Sunday, June 3, 2012

Summertime...




...And the living is easy. Or so the song goes. Yes, I know it’s not officially summer yet, but in my town summer begins on Memorial Day. That’s when the town pool opens (on the weekends, at least), and folks in New Jersey start going “down the shore,” a term I never heard until I moved to the “Garden State.”
            For a freelance writer, summer isn’t really much different than any other season. I make my own hours, write when the assignments come, and have just as many deadlines (if not more) than I have during the winter. But I love summer, nevertheless. I love the sounds of kids playing outside (my next door neighbors have three little boys, just as I once did), I love the sounds of blue jays cawing as they soar across my yard, and I love the evenings, filled with fireflies and cicadas.

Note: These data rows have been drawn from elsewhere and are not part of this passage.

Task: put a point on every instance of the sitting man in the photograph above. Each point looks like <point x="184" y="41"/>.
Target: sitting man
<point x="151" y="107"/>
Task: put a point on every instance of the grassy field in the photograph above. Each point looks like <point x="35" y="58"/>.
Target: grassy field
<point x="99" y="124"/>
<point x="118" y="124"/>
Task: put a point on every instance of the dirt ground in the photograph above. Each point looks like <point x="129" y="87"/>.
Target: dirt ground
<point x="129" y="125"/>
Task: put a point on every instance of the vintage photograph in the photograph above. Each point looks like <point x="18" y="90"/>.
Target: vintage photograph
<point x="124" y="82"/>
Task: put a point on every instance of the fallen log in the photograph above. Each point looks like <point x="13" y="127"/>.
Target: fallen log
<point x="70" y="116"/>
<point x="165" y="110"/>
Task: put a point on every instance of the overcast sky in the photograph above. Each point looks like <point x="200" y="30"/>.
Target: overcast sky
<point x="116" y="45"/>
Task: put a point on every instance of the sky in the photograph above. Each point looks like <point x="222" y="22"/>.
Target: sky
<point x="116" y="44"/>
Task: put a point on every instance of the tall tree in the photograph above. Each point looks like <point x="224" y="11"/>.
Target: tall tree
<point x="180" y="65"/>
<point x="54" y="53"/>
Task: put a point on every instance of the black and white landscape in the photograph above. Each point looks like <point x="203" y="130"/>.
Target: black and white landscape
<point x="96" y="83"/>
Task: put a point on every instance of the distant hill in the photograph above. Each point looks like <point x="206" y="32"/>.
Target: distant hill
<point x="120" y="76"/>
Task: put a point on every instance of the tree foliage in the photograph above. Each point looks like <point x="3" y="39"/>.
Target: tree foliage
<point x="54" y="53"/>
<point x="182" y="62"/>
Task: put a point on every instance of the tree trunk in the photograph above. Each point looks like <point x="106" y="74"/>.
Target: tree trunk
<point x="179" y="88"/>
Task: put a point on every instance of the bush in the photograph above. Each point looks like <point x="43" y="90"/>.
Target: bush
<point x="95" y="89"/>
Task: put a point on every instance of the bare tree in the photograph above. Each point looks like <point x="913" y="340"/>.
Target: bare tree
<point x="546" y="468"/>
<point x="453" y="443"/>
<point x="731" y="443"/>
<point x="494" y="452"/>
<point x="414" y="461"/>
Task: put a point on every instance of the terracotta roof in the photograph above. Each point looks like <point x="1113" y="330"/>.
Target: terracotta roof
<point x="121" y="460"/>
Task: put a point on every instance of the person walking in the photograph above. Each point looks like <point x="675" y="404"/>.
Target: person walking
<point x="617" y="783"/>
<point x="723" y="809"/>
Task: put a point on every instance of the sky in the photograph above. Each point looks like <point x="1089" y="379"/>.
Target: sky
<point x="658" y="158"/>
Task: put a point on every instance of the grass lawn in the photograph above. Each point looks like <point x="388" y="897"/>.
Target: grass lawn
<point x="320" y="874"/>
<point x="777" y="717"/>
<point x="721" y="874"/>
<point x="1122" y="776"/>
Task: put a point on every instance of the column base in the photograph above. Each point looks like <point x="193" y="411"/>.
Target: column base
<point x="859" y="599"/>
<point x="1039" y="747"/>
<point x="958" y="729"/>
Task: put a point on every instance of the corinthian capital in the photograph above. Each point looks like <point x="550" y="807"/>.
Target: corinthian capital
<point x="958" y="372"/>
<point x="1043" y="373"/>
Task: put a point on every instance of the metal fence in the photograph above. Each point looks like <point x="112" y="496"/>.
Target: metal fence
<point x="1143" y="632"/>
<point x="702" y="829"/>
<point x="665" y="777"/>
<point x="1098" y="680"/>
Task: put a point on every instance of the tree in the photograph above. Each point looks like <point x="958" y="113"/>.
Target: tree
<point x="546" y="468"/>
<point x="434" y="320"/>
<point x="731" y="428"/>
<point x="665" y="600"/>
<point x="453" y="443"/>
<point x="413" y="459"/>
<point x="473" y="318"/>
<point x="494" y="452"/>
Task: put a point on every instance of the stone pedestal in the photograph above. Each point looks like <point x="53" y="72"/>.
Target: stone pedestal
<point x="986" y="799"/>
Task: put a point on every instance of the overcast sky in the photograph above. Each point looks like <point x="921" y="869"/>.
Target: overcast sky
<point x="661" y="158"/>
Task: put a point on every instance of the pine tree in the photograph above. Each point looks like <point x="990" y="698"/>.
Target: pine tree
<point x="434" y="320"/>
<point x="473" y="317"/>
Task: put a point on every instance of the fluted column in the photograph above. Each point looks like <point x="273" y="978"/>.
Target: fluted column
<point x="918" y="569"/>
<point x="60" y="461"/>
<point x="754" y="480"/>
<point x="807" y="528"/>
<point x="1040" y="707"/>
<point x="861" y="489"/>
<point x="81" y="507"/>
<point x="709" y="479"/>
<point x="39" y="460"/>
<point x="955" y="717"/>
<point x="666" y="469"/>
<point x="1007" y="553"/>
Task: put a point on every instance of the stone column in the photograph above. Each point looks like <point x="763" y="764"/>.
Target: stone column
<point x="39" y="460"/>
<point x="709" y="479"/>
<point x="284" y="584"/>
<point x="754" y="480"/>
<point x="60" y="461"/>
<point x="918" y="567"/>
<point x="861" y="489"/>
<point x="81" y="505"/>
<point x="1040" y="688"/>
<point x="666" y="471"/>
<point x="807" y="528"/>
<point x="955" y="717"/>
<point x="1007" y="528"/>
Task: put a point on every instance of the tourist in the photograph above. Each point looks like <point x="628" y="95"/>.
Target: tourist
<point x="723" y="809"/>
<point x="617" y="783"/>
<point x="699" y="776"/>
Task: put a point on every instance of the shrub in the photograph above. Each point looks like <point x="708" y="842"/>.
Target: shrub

            I’ve always wondered if I would be a happier, more productive person if I lived in a warmer climate year-round (some of my friends who have jumped the east coast ship could probably answer that question), but I’m not sure that it matters. And anyway, I’ve yet to hear that not a single person in California or Florida ever gets sick or depressed; virtual sunshine can work wonders, but it can’t solve every problem we have.
            The real question is how to keep that summertime going year-round inside your heart. I’ve read and heard in so many places lately that we have the power to make our days sunny and beautiful, just by filling our hearts with love and gratitude. If that’s the case, then you could be blissed out in an igloo in Alaska, just as easily as being filled with despair in Baja. It’s all a matter of your inner landscape and climate.
            I’ll have to remind myself, when winter next comes, to keep the bird songs and the scent of flowers, and the warm rays of the August sun in my heart. Summer, in my humble opinion, is an excellent reminder that it’s up to us to let the sunshine in.